[Imperius123]

Hello,

If one were to titrate X grams of soap in an aquaeous solution; the endpoint would be elusive, since the soap would get continually hydrolysed by the acid - subsequently more alkali freed up, and more acid being required (and also breaking the soap as a whole). Not a valid method.

But if instead one were to titrate X grams of soap in an ethanolic solution, the process simply works and the endpoint indicates that all the free alkali is neutralized, and no soap is hydrolyzed. Purpose achieved - we know how much acid is required to produce a soap with no free alkali, as well as keeping the soap itself quite intact.

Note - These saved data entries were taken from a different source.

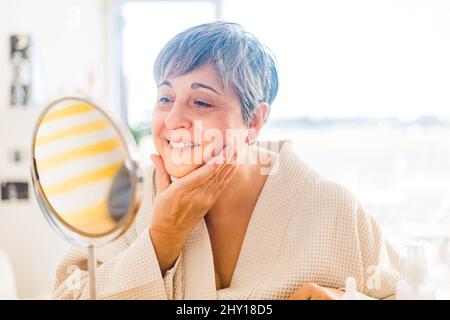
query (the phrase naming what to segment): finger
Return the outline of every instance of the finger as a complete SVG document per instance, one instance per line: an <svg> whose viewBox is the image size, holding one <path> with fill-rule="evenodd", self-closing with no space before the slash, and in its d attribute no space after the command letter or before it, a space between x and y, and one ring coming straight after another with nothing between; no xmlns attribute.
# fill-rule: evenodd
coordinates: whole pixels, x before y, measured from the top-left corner
<svg viewBox="0 0 450 320"><path fill-rule="evenodd" d="M224 183L226 177L233 172L237 171L238 165L236 163L229 163L223 167L217 174L214 175L208 182L207 187L217 186L219 187L222 183ZM235 172L234 172L235 173Z"/></svg>
<svg viewBox="0 0 450 320"><path fill-rule="evenodd" d="M310 295L308 292L306 292L305 290L297 290L296 292L294 292L289 298L288 300L310 300Z"/></svg>
<svg viewBox="0 0 450 320"><path fill-rule="evenodd" d="M319 286L316 283L307 283L304 287L306 288L306 291L309 292L310 300L333 300L333 297L328 289Z"/></svg>
<svg viewBox="0 0 450 320"><path fill-rule="evenodd" d="M326 290L317 290L312 294L311 300L336 300L336 299Z"/></svg>
<svg viewBox="0 0 450 320"><path fill-rule="evenodd" d="M233 170L234 167L238 167L237 164L237 152L234 151L231 156L228 156L226 164L218 170L207 183L207 187L214 184L221 184L226 176Z"/></svg>
<svg viewBox="0 0 450 320"><path fill-rule="evenodd" d="M221 164L221 168L213 173L207 181L208 184L217 183L218 180L231 170L233 165L237 165L237 151L233 147L230 146L224 149L223 154L225 155L224 159L220 159L219 161L224 160L224 163Z"/></svg>
<svg viewBox="0 0 450 320"><path fill-rule="evenodd" d="M315 295L315 291L315 283L305 283L289 297L289 300L312 300Z"/></svg>
<svg viewBox="0 0 450 320"><path fill-rule="evenodd" d="M221 177L221 179L217 184L219 192L222 192L226 188L226 186L230 183L230 181L233 180L233 177L236 175L237 171L238 166L232 165L231 168L226 172L226 174Z"/></svg>
<svg viewBox="0 0 450 320"><path fill-rule="evenodd" d="M239 166L235 162L227 164L225 168L223 168L220 173L214 177L214 179L211 179L207 184L205 184L204 192L206 194L217 193L218 196L233 179L238 171L238 168Z"/></svg>
<svg viewBox="0 0 450 320"><path fill-rule="evenodd" d="M315 283L302 285L289 300L336 300L337 298L328 290Z"/></svg>
<svg viewBox="0 0 450 320"><path fill-rule="evenodd" d="M193 190L213 179L227 165L227 162L224 161L224 149L222 149L217 156L210 159L203 166L190 172L182 179L178 179L176 181L177 185L182 186L188 190Z"/></svg>
<svg viewBox="0 0 450 320"><path fill-rule="evenodd" d="M164 167L164 161L161 156L152 154L151 159L155 164L156 170L156 192L160 193L166 190L170 183L170 175L167 173L166 168Z"/></svg>
<svg viewBox="0 0 450 320"><path fill-rule="evenodd" d="M233 156L235 154L234 147L232 145L225 145L222 150L215 156L212 157L207 161L207 164L211 163L218 163L218 164L224 164L224 163L230 163Z"/></svg>
<svg viewBox="0 0 450 320"><path fill-rule="evenodd" d="M188 173L186 176L174 182L174 186L185 190L194 190L208 181L224 165L217 163L204 164L203 166Z"/></svg>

Why is that? How does ethanol 'prevent the hydrolysis', making it a valid method for this determination? And is the method valid at all, or am I assuming too much (the neutralization of all present alkalis  (caustic and non-caustic (such as carbonates) is not a problem - I see no reason to filtrate for their separation).

Thanks

[Borek]

What it is that gets hydrolyzed in soap? Isn't soap made by hydrolyzing fats, so technically there should be nothing left for hydrolyzing?

Where does the information about different results of titration in water and ethanol come from? I am not saying it is wrong, but good source should explain why it is so. It can be a matter of kinetics.

[Imperius123]

What it is that gets hydrolyzed in soap? Isn't soap made by hydrolyzing fats, so technically there should be nothing left for hydrolyzing?

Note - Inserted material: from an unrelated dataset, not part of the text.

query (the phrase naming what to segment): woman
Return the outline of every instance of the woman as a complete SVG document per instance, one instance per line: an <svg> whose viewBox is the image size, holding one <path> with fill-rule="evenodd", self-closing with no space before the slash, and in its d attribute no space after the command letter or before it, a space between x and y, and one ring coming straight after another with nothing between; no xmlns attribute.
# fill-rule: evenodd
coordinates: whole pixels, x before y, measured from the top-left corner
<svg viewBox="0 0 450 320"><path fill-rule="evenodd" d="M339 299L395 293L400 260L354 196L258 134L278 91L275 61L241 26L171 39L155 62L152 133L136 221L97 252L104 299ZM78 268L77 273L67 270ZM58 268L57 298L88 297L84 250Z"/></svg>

Where does the information about different results of titration in water and ethanol come from? I am not saying it is wrong, but good source should explain why it is so. It can be a matter of kinetics.

Hello Borek, thanks for the reply.

I am not a chemist, so take my "technical terms" with a spoon of salt. By hydrolysis of soap via addition of acid in a water solution (as part of the titration process) I meant:

-as I add (citric) acid for the neutralization of any free potassium hydroxide (which is caustic and therefore unwanted in the finished product) in soap until the indicator endpoint in an AQUAEOUS solution, the endpoint never really comes because the  (citric) acid also "breaks" the soap (in this case the Potassium Cocoate bond) and keeps "moving" the endpoint due to the potassium hydroxide being continually made available by separation from the lauric acid.
Essentially in a water solution I keep "breaking" the soap until the presence of enough fatty acids lowers the pH enough that the phenolphtalein ceases to indicate pink/alkalinity. Meanwhile the productitself becomes a useless oily mess.


On the other hand, when doing it (adding citric acid) in an ethanol solution, (example 2g of soap dissolved in 50g of ethanol), no free fatty acids are liberated from their potassium bonds when I reach the endpoint, but rather only the free unbonded alkali is reacted into potassium citrate.


Learned from: ASTM procedures; D 460-91, as well as a "dumbed down" version from Scientific Soapmaking (Kevin Dunn)


I would like to understand why this is; predominantly to understand if and how I am making a safe product with no free caustic alkali in it.